6 Subquery Interview Questions
These cover the range from phone screen to onsite. Each tests a different aspect of subquery knowledge.
Q1: Find all employees earning above the company average salary.
What they test: Basic scalar subquery syntax. Can you write a WHERE clause that compares against an aggregated value? Approach: WHERE salary > (SELECT AVG(salary) FROM employees). One scalar subquery. Do not overthink it. State that the subquery runs once and returns a single number.
Q2: Find customers who have never placed an order.
What they test: Anti-join pattern. Three valid approaches exist: NOT IN, NOT EXISTS, and LEFT JOIN with IS NULL. The interviewer wants to see if you know the NULL trap with NOT IN. Approach: Use NOT EXISTS (SELECT 1 FROM orders WHERE orders.customer_id = customers.id). Mention that NOT IN breaks if the subquery returns any NULLs. This detail alone sets you apart from most candidates.
Q3: For each department, find employees earning above that department's average.
What they test: Correlated subquery vs. window function. The interviewer is checking whether you can write the correlated version AND whether you know the window function alternative. Approach: Correlated: WHERE e.salary > (SELECT AVG(salary) FROM employees WHERE department_id = e.department_id). Then offer the window function rewrite using AVG() OVER (PARTITION BY department_id).

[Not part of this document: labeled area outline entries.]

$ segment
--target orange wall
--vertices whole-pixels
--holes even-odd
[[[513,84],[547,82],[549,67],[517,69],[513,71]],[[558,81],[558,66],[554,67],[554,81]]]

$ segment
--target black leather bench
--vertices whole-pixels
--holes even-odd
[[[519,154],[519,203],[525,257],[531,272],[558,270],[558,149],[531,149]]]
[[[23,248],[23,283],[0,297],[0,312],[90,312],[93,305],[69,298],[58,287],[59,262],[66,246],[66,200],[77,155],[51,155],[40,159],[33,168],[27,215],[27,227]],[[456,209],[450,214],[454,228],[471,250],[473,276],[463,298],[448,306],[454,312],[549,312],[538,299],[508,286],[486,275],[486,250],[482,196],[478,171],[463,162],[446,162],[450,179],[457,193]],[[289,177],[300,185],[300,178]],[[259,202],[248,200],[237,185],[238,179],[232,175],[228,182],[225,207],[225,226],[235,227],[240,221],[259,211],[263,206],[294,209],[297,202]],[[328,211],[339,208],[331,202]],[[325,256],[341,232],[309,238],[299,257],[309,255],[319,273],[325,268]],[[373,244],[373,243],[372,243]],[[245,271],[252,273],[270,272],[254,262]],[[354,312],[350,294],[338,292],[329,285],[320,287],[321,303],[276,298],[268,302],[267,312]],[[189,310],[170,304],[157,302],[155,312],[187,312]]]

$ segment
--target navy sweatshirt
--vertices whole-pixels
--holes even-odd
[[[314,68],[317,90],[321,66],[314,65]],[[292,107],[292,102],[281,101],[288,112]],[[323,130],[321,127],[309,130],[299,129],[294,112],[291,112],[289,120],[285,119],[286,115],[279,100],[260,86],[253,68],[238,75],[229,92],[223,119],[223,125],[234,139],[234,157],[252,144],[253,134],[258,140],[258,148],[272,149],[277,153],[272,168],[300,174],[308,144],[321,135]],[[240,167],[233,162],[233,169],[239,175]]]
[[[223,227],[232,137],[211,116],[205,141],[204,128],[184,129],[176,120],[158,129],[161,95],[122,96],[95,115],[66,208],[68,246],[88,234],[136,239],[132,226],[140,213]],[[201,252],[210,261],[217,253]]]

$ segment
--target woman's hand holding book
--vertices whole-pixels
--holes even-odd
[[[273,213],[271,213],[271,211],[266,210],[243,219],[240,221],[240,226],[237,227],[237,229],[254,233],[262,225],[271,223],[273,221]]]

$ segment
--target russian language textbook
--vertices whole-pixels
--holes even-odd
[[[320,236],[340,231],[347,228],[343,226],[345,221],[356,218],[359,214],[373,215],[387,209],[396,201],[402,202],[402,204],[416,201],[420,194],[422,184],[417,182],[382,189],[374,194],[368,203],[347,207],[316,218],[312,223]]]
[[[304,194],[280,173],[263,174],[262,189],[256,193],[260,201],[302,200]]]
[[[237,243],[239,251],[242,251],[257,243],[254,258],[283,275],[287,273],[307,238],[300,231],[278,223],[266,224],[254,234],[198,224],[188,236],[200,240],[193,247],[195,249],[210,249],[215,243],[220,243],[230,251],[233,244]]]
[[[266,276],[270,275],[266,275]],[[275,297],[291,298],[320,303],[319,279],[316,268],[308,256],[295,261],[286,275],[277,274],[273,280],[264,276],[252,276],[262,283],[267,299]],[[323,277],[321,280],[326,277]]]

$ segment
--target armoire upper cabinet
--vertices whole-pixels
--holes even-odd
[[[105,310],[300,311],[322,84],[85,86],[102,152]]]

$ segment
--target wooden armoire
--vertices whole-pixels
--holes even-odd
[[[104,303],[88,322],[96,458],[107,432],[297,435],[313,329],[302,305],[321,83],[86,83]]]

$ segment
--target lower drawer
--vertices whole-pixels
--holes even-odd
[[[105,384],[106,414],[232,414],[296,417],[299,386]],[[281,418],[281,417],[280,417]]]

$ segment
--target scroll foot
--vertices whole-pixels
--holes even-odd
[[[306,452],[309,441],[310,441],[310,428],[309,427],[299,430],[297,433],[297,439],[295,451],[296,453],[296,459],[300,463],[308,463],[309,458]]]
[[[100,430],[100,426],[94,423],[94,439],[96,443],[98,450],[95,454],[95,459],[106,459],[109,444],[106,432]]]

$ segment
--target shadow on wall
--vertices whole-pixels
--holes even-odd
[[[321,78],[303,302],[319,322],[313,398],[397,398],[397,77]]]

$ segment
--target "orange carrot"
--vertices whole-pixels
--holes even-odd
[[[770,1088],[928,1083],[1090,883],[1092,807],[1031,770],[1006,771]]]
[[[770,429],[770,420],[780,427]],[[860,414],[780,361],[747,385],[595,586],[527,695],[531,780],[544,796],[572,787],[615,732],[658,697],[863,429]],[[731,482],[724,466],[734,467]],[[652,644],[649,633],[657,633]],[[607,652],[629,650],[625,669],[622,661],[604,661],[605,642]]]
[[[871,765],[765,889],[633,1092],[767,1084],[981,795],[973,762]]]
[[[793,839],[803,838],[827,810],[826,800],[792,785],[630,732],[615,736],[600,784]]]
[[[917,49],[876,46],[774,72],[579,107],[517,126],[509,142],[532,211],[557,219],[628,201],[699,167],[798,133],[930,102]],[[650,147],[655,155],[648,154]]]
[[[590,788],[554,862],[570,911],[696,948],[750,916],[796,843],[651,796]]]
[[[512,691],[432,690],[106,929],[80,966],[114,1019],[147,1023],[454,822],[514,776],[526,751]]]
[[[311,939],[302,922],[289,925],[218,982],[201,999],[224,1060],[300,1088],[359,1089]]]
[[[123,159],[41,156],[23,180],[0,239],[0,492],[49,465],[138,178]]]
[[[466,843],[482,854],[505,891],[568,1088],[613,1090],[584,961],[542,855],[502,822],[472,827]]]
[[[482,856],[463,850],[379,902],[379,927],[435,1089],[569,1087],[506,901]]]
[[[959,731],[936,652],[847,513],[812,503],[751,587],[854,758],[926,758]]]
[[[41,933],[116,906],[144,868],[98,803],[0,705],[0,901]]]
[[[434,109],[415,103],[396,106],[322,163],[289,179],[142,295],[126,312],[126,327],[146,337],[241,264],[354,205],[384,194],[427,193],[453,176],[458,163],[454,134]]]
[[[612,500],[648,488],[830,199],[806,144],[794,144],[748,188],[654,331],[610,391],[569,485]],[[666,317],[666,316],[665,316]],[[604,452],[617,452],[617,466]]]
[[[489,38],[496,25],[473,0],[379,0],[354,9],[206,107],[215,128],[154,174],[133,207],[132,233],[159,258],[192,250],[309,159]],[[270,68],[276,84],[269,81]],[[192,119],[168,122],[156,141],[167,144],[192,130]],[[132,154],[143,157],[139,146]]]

Q4: Find the second highest salary in each department.
What they test: Nested or correlated subquery for ranking. This is a classic Nth highest problem. Approach: Use DENSE_RANK() OVER (PARTITION BY department_id ORDER BY salary DESC) in a CTE, then filter WHERE rank = 2. If forced to use subqueries only, count distinct higher salaries: WHERE (SELECT COUNT(DISTINCT salary) FROM employees e2 WHERE e2.department_id = e.department_id AND e2.salary > e.salary) = 1.
Q5: Rewrite this nested subquery as a CTE. Which do you prefer and why?
What they test: Code refactoring judgment. The interviewer hands you a deeply nested query and watches how you decompose it. Approach: Extract each subquery into a named CTE, starting from the innermost. Name each CTE after what it computes (e.g., daily_totals, ranked_products). State that CTEs win for readability and reuse, but for a one-off scalar comparison, a subquery is fine.
Q6: Explain when NOT EXISTS is better than NOT IN.
What they test: NULL awareness and defensive SQL. Approach: If the subquery in NOT IN returns even a single NULL, the entire NOT IN predicate evaluates to UNKNOWN, and zero rows come back. NOT EXISTS handles NULLs correctly because it checks for row existence, not value equality. Always default to NOT EXISTS unless you are certain the inner column has no NULLs.
3 Subquery Mistakes That Fail Interviews
These are not obscure edge cases. They appear in real interview debriefs as reasons candidates get rejected.
NOT IN with NULLs
If the subquery in a NOT IN clause returns any NULL value, the entire predicate yields no rows. This happens because SQL uses three-valued logic: comparing a value to NULL produces UNKNOWN, and NOT IN requires every comparison to be FALSE. One NULL makes the whole thing UNKNOWN. Fix: use NOT EXISTS, or add WHERE ... IS NOT NULL inside the subquery.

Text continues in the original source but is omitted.